The researchers used a densitometer to measure bone mineral density at the distal radius in women aged 50 years or above living in the same environment (Ahlborg, Rosengren and Jarvinen, par. 5 ). The figures were taken during three different periods of time: “1970-74 (n=106), 1987-93 (n=175) and in 1998-1999 (n=178)” (Ahlborg, Rosengren and Jarvinen, par. 12). The prevalence of osteoporosis as related to age was calculated in the three study periods. Furthermore, all incidences of hip fractures occurring in the study population among women of fifty years and over were recorded. Using the data, “the crude and the age adjusted annual incidence of hip fractures were calculated” (Ahlborg, Rosengren and Jarvinen, par. 13).

The study revealed that there were no considerable differences in the “age adjusted prevalence of osteoporosis” when the three sets of data for the three periods study periods were compared (Ahlborg, Rosengren and Jarvinen, par. 15). However, “the crude annual incidence (per 10,000 women) of hip fracture in the target population was seen to increase by 110% from 40% in 1967 to 84 in 2001” (Ahlborg, Rosengren and Jarvinen, par. 15).

In conclusion, “the researchers attributed the increase in the number of hip fractures in elderly women to demographic changes in the population than to a secular increase in the prevalence of osteoporosis” (Ahlborg, Rosengren and Jarvinen, par. 20).


This paper sought to describe osteoporosis and how it disrupts homeostasis; and identity and give a brief description of a study on the condition. It has been established that osteoporosis is a condition that is associated with weakened bones. It disrupts homeostasis by interfering with the calcium cycle and is more likely to affect women as revealed by the study.

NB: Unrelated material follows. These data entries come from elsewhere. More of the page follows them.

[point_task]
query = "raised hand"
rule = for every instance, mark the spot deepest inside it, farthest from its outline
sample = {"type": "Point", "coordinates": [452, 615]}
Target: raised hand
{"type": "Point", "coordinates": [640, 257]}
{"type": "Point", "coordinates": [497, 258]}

Osteoporosis was selected for this paper because it is an emerging problem that requires urgent attention. It is regarded as a silent disease as it happens gradually over the years and thus escapes notice (Misner 1). The disease results in a generally weakened skeletal system that is prone to fractures. Individuals suffering from osteoporosis can sustain fractures from simple activities such as sneezing and bending to pick something (Boyd 5). The “general decrease in bone mass and structural deterioration of bone tissue results in unprecedented skeletal” fragility (Deng and Vaccaro 6). The commonly moved sets of bones that are found in the hip, wrist and spine are more susceptible to fractures (Misner 3).

Works cited

Ahlborg, Henrik, et al. “Prevalence of osteoporosis and incidence of hip fracture in women-secular trends over 30 years.” BioMed Central (2010): 11(48): 1471-2474. Web.

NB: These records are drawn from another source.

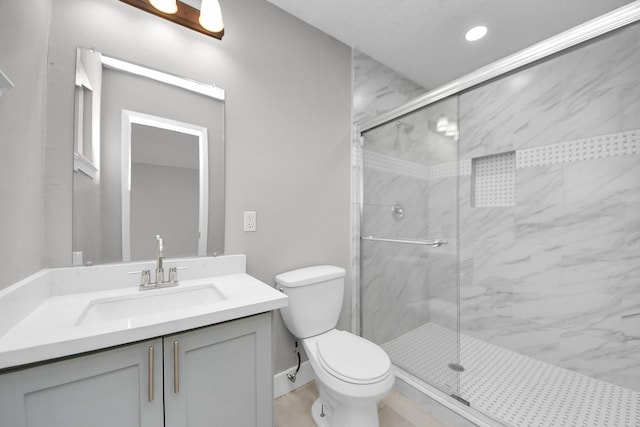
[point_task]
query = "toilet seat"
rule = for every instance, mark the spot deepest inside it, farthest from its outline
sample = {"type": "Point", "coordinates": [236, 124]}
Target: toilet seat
{"type": "Point", "coordinates": [351, 358]}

Boyd, Purcell. “Bisphosphonates and osteonecrosis of the jaw.” Medical Journal of Australia (2005): 182 (8): 417–18. Web.

Deng, Kim and Arthur Vaccaro. “Osteoporotic compression fractures of the spine; current options and considerations for treatment.” The spine journal : official journal of the North American Spine Society (2006): 6(5): 479-87. Web.

Misner, Scottie. Osteoporosis. Tucson: University of Arizona, 2010. Web.

Sugimoto, Yamaguchi. “Calcium homeostasis and osteoporosis in diabetes mellitus and the metabolic syndrome.” PubMed (2008): 18(7):904-11. Web.